I bought this monster of a book quite a while ago and finally decided to get my act together and read it on my two week holiday. I have read some of Stephen King’s books before and really enjoyed his writing style, especially Carrie. I would cautiously label his style ‘intellectual horror’. It did not disappoint. Clown disquiet aside, the idea that It could take on the shape of any of the children’s fears was fascinating. I loved the line drawn between adult and child – the idea that believing in the impossible as a child is considered a strength in the book, and what ultimately leads to the gang’s defeat of It was thought provoking. I’m paraphrasing but the scene where Bill doesn’t try the skateboard because his adult brain happily informs him of all the horrible things that might happen if he tries really resonated with me; as a child we are so much more fearless when it comes to the mundane – and yet so much more fearful when it comes to ‘monsters under the bed’ – that we’ll try things our adult selves would be to fearful of trying.
I loved the way King jumped between the past and the present, linking chapters with a run on sentence that led you straight into each time period and I’ve always enjoyed his prose.

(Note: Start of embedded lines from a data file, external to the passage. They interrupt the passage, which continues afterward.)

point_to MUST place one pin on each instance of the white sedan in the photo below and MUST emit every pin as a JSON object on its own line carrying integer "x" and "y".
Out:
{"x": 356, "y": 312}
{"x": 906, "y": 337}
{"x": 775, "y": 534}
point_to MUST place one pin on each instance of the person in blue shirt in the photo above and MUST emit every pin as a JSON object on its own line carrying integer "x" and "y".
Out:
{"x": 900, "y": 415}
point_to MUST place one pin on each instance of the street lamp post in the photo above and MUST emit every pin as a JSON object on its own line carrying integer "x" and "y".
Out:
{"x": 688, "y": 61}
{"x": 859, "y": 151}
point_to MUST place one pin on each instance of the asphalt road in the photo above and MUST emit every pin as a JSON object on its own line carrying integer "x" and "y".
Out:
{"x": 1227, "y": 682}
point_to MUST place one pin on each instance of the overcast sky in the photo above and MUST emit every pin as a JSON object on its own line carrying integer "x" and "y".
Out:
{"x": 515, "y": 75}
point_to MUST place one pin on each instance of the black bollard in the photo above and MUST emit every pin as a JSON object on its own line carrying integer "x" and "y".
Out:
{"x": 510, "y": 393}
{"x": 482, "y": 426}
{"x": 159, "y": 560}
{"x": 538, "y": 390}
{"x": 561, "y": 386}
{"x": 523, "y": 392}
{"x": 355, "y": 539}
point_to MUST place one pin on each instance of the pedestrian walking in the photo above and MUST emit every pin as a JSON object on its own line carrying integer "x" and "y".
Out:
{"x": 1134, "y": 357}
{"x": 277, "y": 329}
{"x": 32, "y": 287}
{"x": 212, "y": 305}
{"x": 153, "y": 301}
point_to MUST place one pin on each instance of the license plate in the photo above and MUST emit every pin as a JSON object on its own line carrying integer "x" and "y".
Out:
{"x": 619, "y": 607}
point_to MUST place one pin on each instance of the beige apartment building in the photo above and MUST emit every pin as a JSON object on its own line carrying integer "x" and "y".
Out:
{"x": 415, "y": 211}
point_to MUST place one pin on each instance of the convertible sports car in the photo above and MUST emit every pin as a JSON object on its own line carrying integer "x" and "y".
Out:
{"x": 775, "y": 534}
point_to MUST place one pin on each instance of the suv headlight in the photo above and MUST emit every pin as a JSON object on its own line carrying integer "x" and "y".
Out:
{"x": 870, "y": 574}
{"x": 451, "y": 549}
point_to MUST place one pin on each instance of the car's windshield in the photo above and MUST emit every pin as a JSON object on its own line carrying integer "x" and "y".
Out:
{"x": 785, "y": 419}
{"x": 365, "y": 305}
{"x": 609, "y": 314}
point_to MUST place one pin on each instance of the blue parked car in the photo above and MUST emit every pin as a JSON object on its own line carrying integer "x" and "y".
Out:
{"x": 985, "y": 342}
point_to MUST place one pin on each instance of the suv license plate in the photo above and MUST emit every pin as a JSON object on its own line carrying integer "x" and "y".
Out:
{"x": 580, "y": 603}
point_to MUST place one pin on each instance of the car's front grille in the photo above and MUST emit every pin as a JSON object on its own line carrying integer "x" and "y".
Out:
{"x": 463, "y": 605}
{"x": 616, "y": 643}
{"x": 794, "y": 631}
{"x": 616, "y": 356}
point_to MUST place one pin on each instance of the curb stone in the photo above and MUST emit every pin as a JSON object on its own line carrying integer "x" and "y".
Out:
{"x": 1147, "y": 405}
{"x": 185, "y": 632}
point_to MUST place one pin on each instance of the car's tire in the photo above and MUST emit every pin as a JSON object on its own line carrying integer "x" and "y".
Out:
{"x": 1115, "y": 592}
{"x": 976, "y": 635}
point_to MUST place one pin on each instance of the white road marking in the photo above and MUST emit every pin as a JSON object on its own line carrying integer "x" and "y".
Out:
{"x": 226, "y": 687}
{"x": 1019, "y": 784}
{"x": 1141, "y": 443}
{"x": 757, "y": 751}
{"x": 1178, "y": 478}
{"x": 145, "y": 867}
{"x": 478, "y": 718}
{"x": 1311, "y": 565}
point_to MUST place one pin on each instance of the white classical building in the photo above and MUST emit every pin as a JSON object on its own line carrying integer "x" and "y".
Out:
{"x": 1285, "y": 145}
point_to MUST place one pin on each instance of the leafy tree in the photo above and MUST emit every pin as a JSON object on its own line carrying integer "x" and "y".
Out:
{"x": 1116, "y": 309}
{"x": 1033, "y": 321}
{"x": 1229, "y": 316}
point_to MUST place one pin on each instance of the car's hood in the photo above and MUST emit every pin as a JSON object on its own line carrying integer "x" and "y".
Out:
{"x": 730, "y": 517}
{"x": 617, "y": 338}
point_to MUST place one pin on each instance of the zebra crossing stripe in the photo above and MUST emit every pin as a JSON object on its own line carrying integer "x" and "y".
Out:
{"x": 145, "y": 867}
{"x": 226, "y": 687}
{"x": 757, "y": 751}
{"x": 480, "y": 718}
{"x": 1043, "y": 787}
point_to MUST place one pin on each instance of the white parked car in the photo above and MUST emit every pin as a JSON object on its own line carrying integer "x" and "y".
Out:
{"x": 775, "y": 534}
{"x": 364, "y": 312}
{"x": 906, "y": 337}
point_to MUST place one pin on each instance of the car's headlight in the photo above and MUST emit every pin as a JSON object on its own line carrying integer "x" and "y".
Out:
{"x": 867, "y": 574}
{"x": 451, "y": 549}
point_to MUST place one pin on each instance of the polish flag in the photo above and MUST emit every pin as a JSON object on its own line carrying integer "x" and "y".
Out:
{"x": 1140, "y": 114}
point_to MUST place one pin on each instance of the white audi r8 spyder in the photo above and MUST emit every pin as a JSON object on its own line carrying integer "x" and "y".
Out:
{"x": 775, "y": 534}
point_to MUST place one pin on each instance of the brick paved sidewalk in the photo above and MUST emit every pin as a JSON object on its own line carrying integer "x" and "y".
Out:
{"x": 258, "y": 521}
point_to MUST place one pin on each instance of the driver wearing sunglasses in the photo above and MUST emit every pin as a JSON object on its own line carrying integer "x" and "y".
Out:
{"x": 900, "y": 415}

Now for the less enjoyable aspect. As a feminist (I can hear the groans from here), the book lacked a certain amount of representation for me. We had Beverley Marsh who was an amazing character, the best shot of the gang and a kickass female, but ultimately King still put her in the role of the ‘lover/mother’ both in the past and present time periods. Although it didn’t ruin the enjoyment of the book for me, it did put a damper on my reading.